Some Of Us Are In A Hurry

You understand that this kid has made waiting an art form. And you cannot fail to note that the conclusive point somewhere in the future - the dental appointment, the dinner, the place that man just has to be - is in fact nowhere at all.

IKEA. The haven of primary colours. Where life is compact, affordable, empowering in the sense that you can do it yourself without having to measure and cut. Simply follow the arrows, throw a Dime Bar cake to the back of your mouth and pop things in your trolley, things you would never have dreamed of popping in your trolley, the squirrel, bear and rabbit figurines in RÖRD decoration for example, which, come to think of it, would look gorgeous in front of that picture of James Dean.

But one thing you don't do is wait.

In the kitchen section, the lady says it'll be just ten minutes. You want to caress the Swedish pine upon which she swivels. Ten minutes tick into 60. Just as well you brought a book. It's about a 9 year-old foster kid who misses his mum and you wonder whether you should have grabbed something more upbeat. An Elle or an existential novel written by Paolo Coehlo.
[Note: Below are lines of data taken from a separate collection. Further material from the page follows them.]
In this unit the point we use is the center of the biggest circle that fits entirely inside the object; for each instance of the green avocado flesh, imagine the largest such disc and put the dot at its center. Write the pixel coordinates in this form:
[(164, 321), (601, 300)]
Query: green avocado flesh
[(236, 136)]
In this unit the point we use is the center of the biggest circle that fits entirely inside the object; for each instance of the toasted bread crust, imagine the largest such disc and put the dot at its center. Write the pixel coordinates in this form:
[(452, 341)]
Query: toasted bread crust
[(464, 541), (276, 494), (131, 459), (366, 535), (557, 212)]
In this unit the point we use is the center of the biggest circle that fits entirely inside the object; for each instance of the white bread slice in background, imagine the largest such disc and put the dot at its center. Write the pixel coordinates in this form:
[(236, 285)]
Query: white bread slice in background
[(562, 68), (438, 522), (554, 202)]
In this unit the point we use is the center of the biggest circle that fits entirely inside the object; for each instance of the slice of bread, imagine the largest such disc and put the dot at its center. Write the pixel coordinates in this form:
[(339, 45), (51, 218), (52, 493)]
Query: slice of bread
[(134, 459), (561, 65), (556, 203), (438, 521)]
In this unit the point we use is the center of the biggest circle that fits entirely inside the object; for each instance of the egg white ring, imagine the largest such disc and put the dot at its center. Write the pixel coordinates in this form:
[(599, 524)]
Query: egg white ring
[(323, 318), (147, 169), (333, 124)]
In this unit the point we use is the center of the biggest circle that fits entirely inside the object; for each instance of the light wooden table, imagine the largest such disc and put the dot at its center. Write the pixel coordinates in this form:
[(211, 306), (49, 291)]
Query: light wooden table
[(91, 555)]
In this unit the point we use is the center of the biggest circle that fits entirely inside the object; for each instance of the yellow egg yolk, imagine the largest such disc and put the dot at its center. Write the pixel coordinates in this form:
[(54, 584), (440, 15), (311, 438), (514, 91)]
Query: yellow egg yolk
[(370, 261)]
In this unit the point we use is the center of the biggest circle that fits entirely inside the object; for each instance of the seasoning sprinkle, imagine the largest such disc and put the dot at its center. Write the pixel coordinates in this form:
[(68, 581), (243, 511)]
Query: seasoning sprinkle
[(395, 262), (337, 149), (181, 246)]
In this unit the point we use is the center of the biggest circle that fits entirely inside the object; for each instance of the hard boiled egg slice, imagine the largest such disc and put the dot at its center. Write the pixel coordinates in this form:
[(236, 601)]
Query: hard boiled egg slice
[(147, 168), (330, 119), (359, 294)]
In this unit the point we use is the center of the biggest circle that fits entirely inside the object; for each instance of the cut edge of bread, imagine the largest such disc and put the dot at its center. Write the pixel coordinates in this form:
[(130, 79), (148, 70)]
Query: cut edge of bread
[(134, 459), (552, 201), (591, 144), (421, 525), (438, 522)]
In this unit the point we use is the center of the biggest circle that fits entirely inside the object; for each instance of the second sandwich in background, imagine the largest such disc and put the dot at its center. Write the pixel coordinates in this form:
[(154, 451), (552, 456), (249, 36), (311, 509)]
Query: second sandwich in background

So you flick through the IKEA catalogue. You fan yourself with it, check your phone for natural disasters and war. After two hours you think of first degree murder. Wilful and premediated. The grating, pounding, liquidising, or chopping up with a Vorda fillet knife of the victim in yellow and blue.

By the time Sylvie accompanies you to table 8 to order your new Ikea kitchen, you have dissected all visible shop workers and pickled their body parts in Korken jars. Because it's been three hours, Sylvie is not human anymore. She is a clicker of pens who has made you marinate in impatience and she certainly does not deserve a smile. Your peripheral vision shrinks to the size of a nut.

Her computer tells her how long you've been prisoner of the kitchen department and she offers a little empathy. Even if you flinch at every click of her mouse, you end up softening a little.

Inside the queue, people shove cardboard box coffins onto conveyor belts and you start wondering how you're going to finish all the things you wanted to do today before it gets dark and you have to prepare supper and wash the kids and read a story about child astronauts who find their way home.

You then see a boy with Down syndrome two customers ahead of you. He has teenage fluff on his face, a few pimples, and he's playing with his mother's hair. You stare.

His fingers run through the mousey-brown like a comb, he tips up his palm and examines the strands as if they were the most beautiful thing in the world. He gathers her hair into a paintbrush and with it strokes his face. He then drops it and races towards a packet of Munsbit snacks at the counter, 'the small things that make a big difference' and pokes them with his index, creating a crater. He runs over to some younger kids, waves. They don't wave back but he doesn't care because it's their turn to beep now, and with every beep he jumps. Lampshade. Beep. Curtain rails. Beep. Salad bowl. Beep.

By the time you get to the check-out, you feel you have all the time in the world. The gentleman scans your order, beeps your vouchers and you hand him your credit card. You notice how lovely his forearms are. "Paiement refusé" the card machine says.

There's a man, two customers behind you, shifting weight from one foot to the other. He's giving his Ikea trolley bar a California massage.

"Some of us are in a hurry", he says, tapping his watch as confirmation.

"Is it really necessary?" you say to him, knowing that you're going to have to come back tomorrow with a cheque book to pay again, but that surprisingly it doesn't really matter.

He huffs and consults his mobile phone. He has somewhere to get to.

10 minutes ago, you were this man. The one with tunnel vision and frustration steaming out of all orifices. The speedy boarder, the traffic light beeper, the one who tuts at the post office because old age takes so fucking long. The one who thinks he is entitled to the right-away, to unlimited access, to having things on a plate because everyone, don't you know, is working for him. And he is essentially better.

You look at the boy in the distance, using the trolley as a skateboard out the sliding doors. For him, every single thing thumps and rings with life. All that counts is what's happening now, as if he's yelling to the universe - "what's the point in having all this stuff around us if we never ever look at it, silly people?"

You understand that this kid has made waiting an art form. And you cannot fail to note that the conclusive point somewhere in the future - the dental appointment, the dinner, the place that man just has to be - is in fact nowhere at all.